Motor Trader interview with Marshall Motor Holdings CEO Daksh Gupta at Head office The Airport Cambridge. CB58RYCurtis Hutchinson.David BermanGupta has led the Marshall group since 2008, having joined from Ridgeway prior to which he had gained valuable plc experience at both Accident Exchange and Inchcape. When he joined the business was a small regional group operating across just six counties clustered around East Anglia. The expanded group now runs 71 franchises covering 24 brands across 16 counties across England. With a balanced portfolio of volume and prestige marques, it claims is has the highest brand coverage of any dealer group in the UK.

According to Gupta the opportunity to float the motor group was first discussed 12 months ago and was prompted by its parent’s plan to expand across its other businesses including the 174 acre 1,200 house Wing property development in Cambridge. Capital was also needed for its aerospace activities as the operator of Cambridge Airport. Floating the motor division, while retaining a majority stake, provided a mutually beneficial solution.

“As a privately owned company there is only so much you can do and with the Marshall family seeing the motor group position itself to where it is now, it wanted to support our plans to continue to grow the business. The IPO was essentially a way of us having access to the capital markets to do exactly that. Through the IPO we have raised £40m in cash in addition we have put that alongside a revolving credit facility of £75m, which we have negotiated with our banks, which gives us a headroom of north of £100m to be able to invest in and grow the business.”

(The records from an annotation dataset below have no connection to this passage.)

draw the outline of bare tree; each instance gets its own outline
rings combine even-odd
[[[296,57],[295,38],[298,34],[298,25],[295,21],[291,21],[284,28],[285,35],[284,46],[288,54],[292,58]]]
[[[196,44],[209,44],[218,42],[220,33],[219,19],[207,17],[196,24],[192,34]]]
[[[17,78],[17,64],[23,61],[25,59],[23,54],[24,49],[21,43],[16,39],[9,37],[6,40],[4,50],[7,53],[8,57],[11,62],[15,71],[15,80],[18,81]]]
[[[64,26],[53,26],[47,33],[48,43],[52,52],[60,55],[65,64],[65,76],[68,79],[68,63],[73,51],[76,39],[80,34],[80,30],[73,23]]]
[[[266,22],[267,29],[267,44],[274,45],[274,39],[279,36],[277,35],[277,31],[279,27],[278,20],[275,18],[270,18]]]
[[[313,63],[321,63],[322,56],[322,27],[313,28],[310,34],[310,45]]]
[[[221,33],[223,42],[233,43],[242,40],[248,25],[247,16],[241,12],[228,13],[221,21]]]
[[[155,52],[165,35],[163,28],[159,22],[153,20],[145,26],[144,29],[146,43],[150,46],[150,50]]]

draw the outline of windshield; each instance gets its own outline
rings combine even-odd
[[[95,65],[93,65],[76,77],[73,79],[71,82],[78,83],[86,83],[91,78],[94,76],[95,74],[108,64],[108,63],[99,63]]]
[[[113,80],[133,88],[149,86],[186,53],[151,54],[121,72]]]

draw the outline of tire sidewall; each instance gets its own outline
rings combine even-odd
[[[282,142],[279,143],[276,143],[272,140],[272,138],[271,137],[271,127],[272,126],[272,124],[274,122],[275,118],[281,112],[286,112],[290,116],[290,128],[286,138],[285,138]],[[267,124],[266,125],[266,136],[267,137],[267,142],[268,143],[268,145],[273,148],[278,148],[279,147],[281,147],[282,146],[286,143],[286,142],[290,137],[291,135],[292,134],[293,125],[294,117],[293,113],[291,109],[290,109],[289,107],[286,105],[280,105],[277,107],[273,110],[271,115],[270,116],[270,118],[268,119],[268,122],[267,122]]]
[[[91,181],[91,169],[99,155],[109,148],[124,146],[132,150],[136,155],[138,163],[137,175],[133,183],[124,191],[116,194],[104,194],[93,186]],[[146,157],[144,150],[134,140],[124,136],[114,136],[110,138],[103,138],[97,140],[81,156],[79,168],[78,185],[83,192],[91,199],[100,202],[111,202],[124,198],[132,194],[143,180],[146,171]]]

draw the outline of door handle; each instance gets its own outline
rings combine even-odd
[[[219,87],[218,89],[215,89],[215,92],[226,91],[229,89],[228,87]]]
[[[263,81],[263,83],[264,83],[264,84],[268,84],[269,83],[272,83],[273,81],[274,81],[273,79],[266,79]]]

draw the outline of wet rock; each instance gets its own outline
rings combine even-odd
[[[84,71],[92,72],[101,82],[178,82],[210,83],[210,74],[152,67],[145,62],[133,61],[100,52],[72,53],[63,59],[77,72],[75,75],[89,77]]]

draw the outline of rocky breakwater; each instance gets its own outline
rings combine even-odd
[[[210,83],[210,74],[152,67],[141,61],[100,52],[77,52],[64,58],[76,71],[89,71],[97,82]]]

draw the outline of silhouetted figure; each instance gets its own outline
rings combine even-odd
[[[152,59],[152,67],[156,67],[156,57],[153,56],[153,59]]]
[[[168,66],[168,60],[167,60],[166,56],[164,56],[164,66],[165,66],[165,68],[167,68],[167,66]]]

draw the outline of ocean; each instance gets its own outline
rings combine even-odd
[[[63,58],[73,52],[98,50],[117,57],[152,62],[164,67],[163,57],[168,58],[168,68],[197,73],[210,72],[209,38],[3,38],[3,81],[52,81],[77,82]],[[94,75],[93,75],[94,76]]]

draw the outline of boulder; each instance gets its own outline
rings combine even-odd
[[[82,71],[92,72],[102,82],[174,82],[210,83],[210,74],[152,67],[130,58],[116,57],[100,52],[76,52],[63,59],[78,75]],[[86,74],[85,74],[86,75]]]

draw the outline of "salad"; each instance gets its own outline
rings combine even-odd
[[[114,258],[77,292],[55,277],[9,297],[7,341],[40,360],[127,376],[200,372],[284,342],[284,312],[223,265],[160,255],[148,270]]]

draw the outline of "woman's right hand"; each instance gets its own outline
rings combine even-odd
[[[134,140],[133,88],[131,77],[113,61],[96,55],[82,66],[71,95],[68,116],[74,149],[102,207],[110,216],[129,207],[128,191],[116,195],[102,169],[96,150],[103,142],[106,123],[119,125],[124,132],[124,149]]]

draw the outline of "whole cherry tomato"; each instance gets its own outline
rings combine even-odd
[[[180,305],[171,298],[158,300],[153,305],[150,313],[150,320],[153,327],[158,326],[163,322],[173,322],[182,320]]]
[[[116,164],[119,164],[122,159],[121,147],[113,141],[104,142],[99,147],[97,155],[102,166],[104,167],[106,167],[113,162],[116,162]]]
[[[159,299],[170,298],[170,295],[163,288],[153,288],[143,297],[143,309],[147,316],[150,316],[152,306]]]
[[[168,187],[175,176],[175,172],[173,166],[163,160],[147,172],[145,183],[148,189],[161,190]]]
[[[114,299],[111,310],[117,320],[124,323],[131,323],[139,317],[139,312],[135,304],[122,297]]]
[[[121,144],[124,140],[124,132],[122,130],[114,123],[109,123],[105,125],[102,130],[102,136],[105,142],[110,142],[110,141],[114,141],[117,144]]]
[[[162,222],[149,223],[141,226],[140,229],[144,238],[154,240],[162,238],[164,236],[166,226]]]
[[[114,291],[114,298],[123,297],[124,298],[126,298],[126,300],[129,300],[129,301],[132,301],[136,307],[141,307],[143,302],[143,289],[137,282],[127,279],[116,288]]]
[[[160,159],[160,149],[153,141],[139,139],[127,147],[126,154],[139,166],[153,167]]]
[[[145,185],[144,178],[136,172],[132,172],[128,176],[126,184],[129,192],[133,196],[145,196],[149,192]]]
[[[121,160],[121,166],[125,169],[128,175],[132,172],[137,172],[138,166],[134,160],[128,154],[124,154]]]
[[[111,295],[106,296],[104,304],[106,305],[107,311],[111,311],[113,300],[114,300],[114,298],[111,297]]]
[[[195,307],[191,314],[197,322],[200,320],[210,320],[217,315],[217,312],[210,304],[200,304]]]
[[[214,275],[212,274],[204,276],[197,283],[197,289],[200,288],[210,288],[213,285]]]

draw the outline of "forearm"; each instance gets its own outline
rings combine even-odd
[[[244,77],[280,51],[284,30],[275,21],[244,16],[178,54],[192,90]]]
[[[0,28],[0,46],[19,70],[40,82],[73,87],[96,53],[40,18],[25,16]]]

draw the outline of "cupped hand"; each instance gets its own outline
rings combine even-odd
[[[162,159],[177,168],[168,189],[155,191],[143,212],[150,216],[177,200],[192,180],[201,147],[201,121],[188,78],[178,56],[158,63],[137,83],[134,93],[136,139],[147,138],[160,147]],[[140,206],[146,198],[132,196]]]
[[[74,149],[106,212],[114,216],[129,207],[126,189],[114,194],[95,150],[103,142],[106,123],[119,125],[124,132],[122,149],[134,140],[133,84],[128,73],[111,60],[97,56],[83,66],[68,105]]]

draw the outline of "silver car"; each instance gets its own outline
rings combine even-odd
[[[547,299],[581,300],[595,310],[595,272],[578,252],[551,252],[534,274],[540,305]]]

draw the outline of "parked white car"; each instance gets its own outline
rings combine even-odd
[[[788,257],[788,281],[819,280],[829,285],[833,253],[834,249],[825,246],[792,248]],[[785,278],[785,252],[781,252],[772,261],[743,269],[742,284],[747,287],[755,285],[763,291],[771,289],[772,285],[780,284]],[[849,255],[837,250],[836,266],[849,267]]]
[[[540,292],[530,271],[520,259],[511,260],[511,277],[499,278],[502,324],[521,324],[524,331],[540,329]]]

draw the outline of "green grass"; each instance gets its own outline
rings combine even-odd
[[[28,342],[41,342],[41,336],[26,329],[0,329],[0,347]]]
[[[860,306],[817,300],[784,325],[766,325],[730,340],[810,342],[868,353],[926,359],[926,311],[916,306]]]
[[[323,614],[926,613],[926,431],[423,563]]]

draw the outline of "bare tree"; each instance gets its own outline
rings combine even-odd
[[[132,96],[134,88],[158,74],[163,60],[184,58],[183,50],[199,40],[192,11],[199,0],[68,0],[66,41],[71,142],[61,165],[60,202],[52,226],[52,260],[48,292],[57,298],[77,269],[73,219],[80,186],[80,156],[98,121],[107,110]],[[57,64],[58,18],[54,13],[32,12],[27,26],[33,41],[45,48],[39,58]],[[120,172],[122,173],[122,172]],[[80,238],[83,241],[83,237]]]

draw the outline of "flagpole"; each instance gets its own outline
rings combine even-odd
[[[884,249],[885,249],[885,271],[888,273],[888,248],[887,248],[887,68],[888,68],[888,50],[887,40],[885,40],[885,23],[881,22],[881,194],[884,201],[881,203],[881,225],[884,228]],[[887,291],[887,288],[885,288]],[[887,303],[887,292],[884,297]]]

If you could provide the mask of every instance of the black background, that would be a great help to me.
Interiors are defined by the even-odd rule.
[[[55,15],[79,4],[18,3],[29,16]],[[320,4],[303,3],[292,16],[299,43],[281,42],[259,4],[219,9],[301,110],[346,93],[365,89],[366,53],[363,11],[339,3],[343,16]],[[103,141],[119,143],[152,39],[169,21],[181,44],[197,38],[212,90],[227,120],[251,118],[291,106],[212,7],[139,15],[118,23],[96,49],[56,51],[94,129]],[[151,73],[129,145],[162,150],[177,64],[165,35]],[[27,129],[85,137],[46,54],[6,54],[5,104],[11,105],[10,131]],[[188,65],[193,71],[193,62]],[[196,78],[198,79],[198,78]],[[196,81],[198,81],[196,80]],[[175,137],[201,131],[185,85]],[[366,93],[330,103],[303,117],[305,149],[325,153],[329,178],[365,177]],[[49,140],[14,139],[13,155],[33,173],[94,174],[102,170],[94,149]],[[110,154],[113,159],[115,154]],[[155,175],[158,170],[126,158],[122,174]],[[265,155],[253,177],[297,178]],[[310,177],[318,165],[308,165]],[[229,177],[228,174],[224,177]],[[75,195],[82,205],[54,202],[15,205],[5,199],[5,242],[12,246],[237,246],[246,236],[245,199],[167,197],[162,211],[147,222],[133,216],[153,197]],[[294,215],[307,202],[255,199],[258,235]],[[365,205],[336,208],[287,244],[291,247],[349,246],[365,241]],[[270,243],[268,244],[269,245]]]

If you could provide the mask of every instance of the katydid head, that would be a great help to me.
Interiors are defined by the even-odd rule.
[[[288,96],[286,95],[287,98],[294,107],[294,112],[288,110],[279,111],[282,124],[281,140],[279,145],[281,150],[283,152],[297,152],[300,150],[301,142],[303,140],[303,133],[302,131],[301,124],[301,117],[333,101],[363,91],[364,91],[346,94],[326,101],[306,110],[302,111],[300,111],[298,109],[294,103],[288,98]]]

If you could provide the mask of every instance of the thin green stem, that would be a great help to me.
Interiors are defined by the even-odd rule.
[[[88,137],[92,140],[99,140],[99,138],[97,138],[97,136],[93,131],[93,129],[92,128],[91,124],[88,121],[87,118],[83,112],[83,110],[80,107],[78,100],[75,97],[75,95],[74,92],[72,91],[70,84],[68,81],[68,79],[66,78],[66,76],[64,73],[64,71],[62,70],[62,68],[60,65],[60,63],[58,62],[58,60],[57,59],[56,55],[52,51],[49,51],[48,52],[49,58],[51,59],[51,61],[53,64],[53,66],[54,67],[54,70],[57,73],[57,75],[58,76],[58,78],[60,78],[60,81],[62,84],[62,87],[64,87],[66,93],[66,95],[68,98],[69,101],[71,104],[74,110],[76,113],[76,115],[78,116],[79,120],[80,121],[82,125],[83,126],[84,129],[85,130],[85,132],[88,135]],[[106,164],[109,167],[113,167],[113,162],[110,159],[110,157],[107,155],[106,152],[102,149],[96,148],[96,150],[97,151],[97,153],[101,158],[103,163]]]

Gupta is pleased to have the Marshall family on board as the majority shareholder and says the values that have driven the group will be retained now it is an independent company with its own board and industry stalwart Peter Johnson as its chairman. Johnson is a former CEO of both Marshall and Inchcape.

According to Gupta his manufacturer partners were involved at an early stage and all support the decision to float. Keeping close to his OEMs is critical for Gupta as he reconfirmed the group will now only expand with its existing partners.

“Through this process we consulted with every chief executive of our brand partners and every single one of them was supportive. We respect our manufacturer relationship and their support has been absolutely tremendous.”

So how big can the business now grow?

“We have significantly reorganised the portfolio in the last six years and are in a unique position such that we are the only group in the UK to represent all top 10 volume and top five prestige brands. This gives us a unique market representation with the highest brand coverage of 88%.

“We’ve got the right partners and don’t want any more. Our strategy now is to build scale with those brands. How big can the group grow? There’s no target number and we will continue to do it in a measured way in line with our strategy.”

Having transformed the group over the last seven years, Gupta has every intention of staying on to lead this newly floated operation.

“I’ve got no intention of going anywhere. I’m very committed to the business and hope to stay here for many years to come.”